Several studies have associated rare ocular syndromes such as Mooren’s ulcer with HCV infection [74]. HCV infection is associated with several ocular conditions including keratitis, sicca syndrome likely from reduced lacrimation. Mooren’s ulcer is a rare, painful peripheral corneal ulceration usually manifesting without any associated scleritis [74]. The pathogenesis of this phenomenon in HCV patients is not completely understood. HCV infection is also associated with episcleritis, retinal vasculitis and retinopathy and increased intra ocular pressures compared to the general population [75, 76].

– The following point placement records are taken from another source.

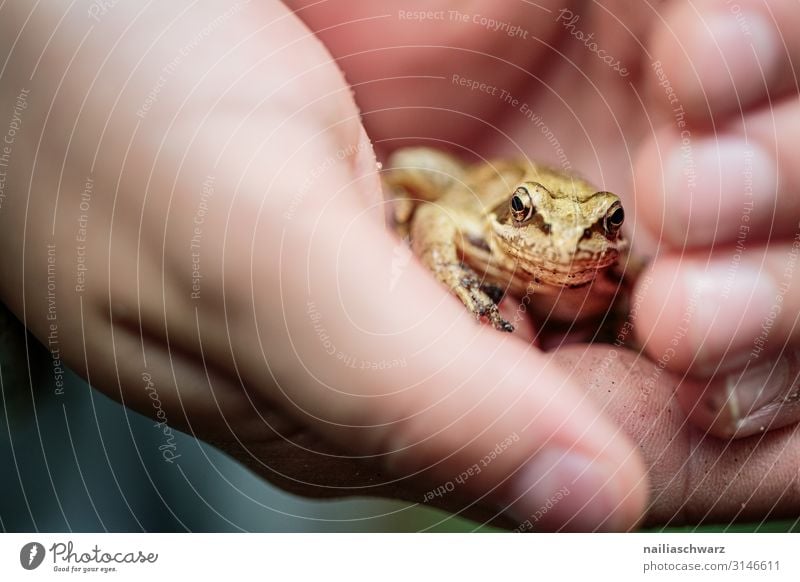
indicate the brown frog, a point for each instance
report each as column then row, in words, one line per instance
column 509, row 226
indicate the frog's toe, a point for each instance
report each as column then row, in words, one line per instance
column 495, row 292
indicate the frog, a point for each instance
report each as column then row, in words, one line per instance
column 509, row 226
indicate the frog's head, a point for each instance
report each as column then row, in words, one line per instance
column 560, row 237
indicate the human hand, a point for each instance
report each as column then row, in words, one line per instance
column 552, row 97
column 194, row 223
column 721, row 301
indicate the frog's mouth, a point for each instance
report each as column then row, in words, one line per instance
column 577, row 272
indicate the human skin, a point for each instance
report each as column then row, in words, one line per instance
column 293, row 266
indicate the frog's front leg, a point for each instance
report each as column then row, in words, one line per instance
column 433, row 236
column 415, row 175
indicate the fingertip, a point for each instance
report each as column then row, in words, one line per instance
column 712, row 62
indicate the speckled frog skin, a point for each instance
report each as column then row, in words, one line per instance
column 509, row 226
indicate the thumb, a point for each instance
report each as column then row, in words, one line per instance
column 370, row 351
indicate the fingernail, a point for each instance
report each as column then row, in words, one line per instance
column 770, row 393
column 725, row 313
column 742, row 395
column 565, row 491
column 749, row 44
column 718, row 187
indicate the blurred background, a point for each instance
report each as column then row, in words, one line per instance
column 81, row 462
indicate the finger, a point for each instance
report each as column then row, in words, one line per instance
column 694, row 478
column 736, row 187
column 721, row 57
column 716, row 314
column 433, row 393
column 763, row 397
column 412, row 63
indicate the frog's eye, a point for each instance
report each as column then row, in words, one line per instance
column 613, row 219
column 521, row 204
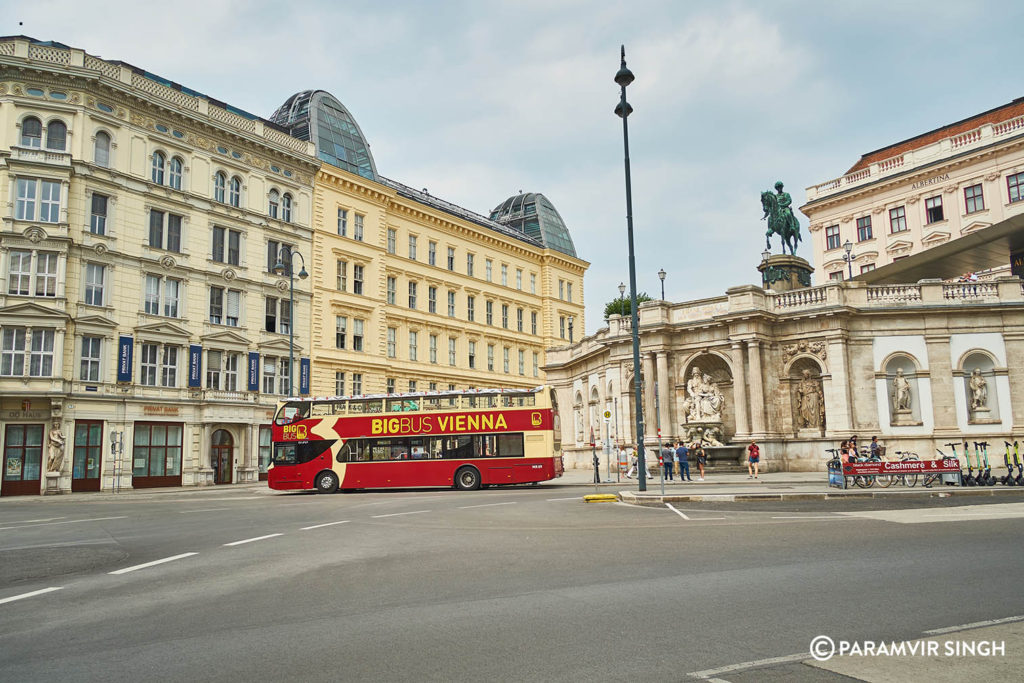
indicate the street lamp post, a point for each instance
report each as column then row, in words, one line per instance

Chronic HCV is associated with accelerated atherogenesis [77]. A systematic review found that the risk of developing early carotid artery atherosclerosis (measured by intima-media thickness) and the risk of advanced atherosclerosis (measured by the detection of carotid artery plaques) were about four times higher among patients with HCV compared to non-infected patients [78]. Several HCV cohorts have also reported an increase in cardiovascular disease related mortality [79], including a large cohort of over 10,000 HCV antibody positive blood donors, among whom there was a 2 fold increase in cardiovascular mortality (HR = 2.21, 95 % CI: 1.41, 3.46) compared to HCV antibody negative donors [80]. It is unclear why there is an increased risk of vascular events in patients with chronic HCV, but it is plausible that underlying proinflammatory cytokines present at high levels in patients could contribute to a proatherogenic milieu. Interestingly, a recent study reported greater endothelial dysfunction and increased carotid intima medial thickness among patients with genotype 1 infection compared with non-genotype 1 infection suggesting genotypic differences in vascular risk [81]. Furthermore, since the presence of diabetes mellitus is also increased among patients with chronic HCV, this could contribute as a significant co-factor in accelerating cardiac events. As the HCV-infected population ages, the risk of cardiac events also increases considerably. In a recent large study, treatment of HCV with interferon and ribavirin was associated with a 23 and 38 % reduction in acute coronary syndrome and ischemic stroke over an 8-year study period [8]. The recent development of DAA therapy would permit expanded treatment of patients to reduce the cardiovascular morbidity and mortality.